The specific properties of each bran fraction allow for food scientists to increase levels of fiber, vitamins or minerals by selectively blending the bran fractions into food formulations.
The high dietary fiber content of the outer fraction can be further ground to a fine powder that, when hydrated, produces microscopic "mush balls" that have a mouth feel similar to fat molecules. These fine powders have application as fat replacers and dietary fiber enhancers in a variety of products ranging from meal replacement beverages to cereals and bakery products.
In addition, the phytate level in the dietary fiber fraction is lower than in the other fractions. This leads to use of the dietary fiber fraction in food applications where phytate may be detrimental because of its ability to inhibit the uptake of minerals in the digestive tract.
The inner fraction, high in nucelar and aleurone cell material is also believed to contain elevated levels of folic acid, an important compound that can help reduce birth defects when consumed in sufficient quantities by pregnant women. This fraction also has an elevated level of protein, but generally not the vital wheat gluten type. The vital wheat gluten is contained mainly in the interstitial spaces between the starch granules in the endosperm.
The general characteristics of bran fractions derived from Canadian hard red spring wheat using the Tkac Debranning Process is described in the table shown on page 61.
Benefit No. 7: Value-added products in wheat-ethanol plants.
In wheat ethanol plants, the Tkac Debranning Process can add value by producing high-value human food components at the front of the process, that would otherwise become low-value animal feed at the end of the process. As a result of milling the wheat before the ethanol process, a gluten washing process may be commercially viable, with all residual starches in slurry form sent to the ethanol plant as feed stock.
The production of human food products at the front end of the system converts the usually low-value resultant animal feed byproducts to a much higher value, thus significantly increasing the net revenue from the plant.

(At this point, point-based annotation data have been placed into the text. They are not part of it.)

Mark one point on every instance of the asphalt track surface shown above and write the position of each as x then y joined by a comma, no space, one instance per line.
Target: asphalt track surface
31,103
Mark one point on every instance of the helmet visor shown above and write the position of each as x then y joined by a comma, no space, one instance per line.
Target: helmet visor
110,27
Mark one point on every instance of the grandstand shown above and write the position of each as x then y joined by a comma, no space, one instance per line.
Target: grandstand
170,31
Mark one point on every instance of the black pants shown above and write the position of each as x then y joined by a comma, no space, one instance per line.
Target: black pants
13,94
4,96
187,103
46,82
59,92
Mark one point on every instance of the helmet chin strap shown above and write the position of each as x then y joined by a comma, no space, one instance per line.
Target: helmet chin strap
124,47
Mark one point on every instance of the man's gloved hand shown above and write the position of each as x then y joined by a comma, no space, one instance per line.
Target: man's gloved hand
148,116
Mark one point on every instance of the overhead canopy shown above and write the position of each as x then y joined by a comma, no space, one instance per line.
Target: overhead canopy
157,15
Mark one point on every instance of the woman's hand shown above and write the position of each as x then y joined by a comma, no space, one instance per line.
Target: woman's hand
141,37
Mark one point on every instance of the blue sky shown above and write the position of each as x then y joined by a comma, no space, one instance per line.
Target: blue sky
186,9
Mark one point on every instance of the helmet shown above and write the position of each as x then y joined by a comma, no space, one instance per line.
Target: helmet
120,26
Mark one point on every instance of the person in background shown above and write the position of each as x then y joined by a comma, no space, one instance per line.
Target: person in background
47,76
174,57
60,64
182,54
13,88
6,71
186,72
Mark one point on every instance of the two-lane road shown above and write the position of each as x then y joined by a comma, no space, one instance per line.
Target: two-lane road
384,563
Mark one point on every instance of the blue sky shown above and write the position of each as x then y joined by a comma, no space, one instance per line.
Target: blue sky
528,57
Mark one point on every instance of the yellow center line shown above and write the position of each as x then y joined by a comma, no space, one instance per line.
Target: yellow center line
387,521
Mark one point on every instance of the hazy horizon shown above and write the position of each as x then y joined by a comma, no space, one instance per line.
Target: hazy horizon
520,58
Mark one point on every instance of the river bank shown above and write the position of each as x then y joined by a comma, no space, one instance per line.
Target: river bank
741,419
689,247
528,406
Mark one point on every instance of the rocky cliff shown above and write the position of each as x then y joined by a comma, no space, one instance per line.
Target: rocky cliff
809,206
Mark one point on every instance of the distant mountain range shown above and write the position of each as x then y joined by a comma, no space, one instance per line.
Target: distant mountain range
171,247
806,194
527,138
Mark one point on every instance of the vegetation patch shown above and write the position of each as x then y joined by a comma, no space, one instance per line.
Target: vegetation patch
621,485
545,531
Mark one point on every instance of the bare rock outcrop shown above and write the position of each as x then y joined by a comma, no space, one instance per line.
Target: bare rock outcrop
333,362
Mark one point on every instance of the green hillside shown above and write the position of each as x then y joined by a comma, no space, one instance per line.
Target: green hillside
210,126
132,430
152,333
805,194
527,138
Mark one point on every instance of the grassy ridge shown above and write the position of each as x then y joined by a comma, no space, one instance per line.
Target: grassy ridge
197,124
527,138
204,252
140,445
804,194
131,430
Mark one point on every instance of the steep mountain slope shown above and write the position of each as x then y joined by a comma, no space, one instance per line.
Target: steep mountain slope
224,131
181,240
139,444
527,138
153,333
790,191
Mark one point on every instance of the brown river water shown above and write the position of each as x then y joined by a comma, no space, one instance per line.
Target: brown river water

In summary, the Tkac Debranning Process offers many opportunities for adding value in wheat milling applications.
Tkac Debranning Process equipment, known as PTMT Technology, is manufactured by the Prokop Milling Machine Company, Pardubice, Czech Republic, and is available worldwide through its sales network.
W. J. (Wally) Butts is a grain processing consultant working mainly with ethanol plants at Wheat Projects International Limited, St. Williams, Ontario, Canada.